PES born Adam Pesapane in 1973, is an American director and stop-motion animator of shorts films and commercials. He first did a short film called Dogs of War directed in 1998 with a background of a WW2 documentary. At the beginning of his career, he didn’t make animation films. His creativity and his passion for objects grew some years later.

The reason why I wanted to write about him is because he revolutionized somehow the practice and the theory of the slow-motion and used social medias as Youtube to show and exhibit his films.

I focus on his main known work Fresh Guacamole which was nominated for the Academy Award for the Best Animated Short Film. “Fresh Guacamole takes the viewer through a succession of meticulously staged steps in the making of an alternate-universe version of the avocado-based Mexican sauce.

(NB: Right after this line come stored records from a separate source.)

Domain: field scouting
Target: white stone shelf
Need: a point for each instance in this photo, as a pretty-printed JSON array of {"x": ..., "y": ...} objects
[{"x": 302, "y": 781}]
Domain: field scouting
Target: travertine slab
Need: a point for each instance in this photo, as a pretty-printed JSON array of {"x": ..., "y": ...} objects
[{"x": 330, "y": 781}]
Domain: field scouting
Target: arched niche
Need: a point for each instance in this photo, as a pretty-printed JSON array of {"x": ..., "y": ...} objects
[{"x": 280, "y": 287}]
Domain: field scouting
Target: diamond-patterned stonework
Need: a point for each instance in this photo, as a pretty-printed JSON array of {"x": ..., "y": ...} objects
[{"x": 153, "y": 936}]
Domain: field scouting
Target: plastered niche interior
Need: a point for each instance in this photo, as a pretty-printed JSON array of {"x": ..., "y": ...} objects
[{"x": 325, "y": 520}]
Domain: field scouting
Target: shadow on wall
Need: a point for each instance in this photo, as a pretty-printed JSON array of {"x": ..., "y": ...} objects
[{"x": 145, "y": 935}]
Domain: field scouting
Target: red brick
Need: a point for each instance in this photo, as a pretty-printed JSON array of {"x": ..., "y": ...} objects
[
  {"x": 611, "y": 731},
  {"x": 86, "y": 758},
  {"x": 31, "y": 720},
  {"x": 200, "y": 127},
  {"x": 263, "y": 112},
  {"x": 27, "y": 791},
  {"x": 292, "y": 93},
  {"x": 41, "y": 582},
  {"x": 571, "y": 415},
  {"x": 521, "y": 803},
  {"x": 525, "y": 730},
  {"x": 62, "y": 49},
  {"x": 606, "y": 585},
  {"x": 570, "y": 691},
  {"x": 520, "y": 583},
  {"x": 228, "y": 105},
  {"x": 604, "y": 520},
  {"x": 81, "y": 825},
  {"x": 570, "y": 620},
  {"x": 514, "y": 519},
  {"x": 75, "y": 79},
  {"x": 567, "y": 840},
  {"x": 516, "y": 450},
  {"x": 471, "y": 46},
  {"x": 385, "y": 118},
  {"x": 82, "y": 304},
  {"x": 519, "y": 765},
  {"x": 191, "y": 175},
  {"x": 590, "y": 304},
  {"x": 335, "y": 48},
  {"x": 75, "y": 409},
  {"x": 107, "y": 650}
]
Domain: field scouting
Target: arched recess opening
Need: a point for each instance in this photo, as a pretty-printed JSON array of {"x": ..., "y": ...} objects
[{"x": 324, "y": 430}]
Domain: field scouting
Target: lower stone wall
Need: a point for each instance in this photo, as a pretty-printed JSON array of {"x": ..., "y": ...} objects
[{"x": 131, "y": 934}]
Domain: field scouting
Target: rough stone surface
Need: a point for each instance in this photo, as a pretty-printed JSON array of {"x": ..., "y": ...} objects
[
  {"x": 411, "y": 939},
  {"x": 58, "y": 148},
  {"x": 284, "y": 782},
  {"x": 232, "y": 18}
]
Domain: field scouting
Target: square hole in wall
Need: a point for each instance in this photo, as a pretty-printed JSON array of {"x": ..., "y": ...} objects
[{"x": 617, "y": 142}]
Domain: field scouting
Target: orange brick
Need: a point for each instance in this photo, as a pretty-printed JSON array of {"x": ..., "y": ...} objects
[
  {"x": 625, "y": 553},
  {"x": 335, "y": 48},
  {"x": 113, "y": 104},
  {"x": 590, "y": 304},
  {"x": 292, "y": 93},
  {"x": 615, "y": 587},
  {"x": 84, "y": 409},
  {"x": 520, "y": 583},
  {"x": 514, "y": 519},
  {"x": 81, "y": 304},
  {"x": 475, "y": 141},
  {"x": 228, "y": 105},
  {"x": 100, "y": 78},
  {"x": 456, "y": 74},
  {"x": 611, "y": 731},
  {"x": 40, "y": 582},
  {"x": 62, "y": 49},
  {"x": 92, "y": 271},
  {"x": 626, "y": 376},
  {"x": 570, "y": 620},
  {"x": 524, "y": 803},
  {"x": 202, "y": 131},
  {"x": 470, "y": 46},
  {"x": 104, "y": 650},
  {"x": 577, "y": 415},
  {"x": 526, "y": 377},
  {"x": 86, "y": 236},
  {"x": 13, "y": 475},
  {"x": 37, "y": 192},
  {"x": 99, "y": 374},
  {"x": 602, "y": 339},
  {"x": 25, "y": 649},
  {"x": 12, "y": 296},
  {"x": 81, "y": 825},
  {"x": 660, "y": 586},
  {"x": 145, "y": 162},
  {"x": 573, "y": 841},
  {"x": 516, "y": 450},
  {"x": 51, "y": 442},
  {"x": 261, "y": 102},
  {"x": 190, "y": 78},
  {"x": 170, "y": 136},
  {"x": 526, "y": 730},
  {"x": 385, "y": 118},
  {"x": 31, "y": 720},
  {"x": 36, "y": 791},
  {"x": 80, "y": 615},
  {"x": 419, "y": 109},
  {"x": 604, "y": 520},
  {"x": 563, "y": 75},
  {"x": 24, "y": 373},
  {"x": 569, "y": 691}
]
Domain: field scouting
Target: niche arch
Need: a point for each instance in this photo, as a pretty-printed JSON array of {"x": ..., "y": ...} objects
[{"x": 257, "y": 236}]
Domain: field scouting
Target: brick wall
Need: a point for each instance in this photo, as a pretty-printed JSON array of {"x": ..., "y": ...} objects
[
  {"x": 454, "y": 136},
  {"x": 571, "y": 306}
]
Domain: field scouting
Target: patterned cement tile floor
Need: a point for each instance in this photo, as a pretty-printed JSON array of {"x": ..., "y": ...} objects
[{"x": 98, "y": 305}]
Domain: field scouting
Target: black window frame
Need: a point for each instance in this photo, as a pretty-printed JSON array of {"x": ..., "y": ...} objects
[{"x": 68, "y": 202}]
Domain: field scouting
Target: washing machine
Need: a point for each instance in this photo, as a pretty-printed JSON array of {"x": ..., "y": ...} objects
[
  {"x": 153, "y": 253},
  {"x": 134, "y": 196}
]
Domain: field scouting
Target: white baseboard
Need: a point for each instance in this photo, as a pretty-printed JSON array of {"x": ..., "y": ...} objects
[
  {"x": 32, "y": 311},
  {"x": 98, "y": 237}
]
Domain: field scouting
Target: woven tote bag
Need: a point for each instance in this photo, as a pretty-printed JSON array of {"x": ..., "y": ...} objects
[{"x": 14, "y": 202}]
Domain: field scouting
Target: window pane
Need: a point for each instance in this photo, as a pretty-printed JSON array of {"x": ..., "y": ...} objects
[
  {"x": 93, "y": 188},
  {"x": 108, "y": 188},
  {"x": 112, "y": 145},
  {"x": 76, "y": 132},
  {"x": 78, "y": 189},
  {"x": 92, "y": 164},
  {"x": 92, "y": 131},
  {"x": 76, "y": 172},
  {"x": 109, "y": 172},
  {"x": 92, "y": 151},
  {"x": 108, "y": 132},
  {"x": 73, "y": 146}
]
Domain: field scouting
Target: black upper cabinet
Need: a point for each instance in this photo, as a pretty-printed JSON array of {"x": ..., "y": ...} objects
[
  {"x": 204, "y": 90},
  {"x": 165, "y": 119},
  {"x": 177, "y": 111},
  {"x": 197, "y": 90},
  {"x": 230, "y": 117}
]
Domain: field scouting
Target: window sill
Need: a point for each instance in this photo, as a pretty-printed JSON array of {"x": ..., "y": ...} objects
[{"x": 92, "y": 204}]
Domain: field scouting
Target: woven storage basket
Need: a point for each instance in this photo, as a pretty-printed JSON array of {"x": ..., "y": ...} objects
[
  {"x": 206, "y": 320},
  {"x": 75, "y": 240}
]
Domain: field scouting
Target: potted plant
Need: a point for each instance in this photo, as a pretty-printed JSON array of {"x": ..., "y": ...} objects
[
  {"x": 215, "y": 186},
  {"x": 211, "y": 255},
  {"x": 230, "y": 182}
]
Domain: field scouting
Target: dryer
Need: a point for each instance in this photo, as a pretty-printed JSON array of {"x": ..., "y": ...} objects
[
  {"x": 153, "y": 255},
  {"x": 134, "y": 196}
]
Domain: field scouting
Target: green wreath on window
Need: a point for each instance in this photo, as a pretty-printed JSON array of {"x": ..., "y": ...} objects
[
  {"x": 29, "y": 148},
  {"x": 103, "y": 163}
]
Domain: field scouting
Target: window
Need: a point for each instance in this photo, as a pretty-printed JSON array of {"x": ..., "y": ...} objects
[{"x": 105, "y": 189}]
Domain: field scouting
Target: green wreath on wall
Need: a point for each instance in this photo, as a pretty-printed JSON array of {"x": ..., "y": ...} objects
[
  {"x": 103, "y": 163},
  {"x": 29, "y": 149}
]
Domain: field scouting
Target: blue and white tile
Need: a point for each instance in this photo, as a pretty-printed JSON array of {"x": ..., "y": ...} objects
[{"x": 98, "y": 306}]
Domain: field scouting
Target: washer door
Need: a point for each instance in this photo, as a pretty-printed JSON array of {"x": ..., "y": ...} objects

Hand grenades, baseballs and dice are in the frenetic stop-motion “recipe,” which shows off PES’ taste for bringing inanimate objects to strange new life.” (Hart, H. 2012)

In an interview, he answered the question why “the Internet, social media and the viral nature of communication have played a part in the success of your films and the type of attention they get“. He replied that he “was one of the first people releasing films online”. At the same time, it is thanks to the new media that the could create his films and share them so easily without taking care of a potential screening. However, he is known as a filmmaker and even if the audience doesn’t go to the cinema to see his movies his success as his popularity grow anyway thanks to Youtube. As Rodowick says «“Internet-based activity consume much more leisure time than going to the movies.” (2006, p27).

References

Hart, H. (2012). Meet PES, the stop-motion genius who turns grenades into fresh guacamole. Wired. Available from https://www.wired.com/2012/11/stop-motion-auteur-pes/ [Accessed 27 February 2017].

http://www.awn.com/animationworld/pes-talks-fresh-guacamole

Rodowick, D. (2006). “The Virtual Life of Film” in The Virtual Life of Film, Harvard University Press, 2-26.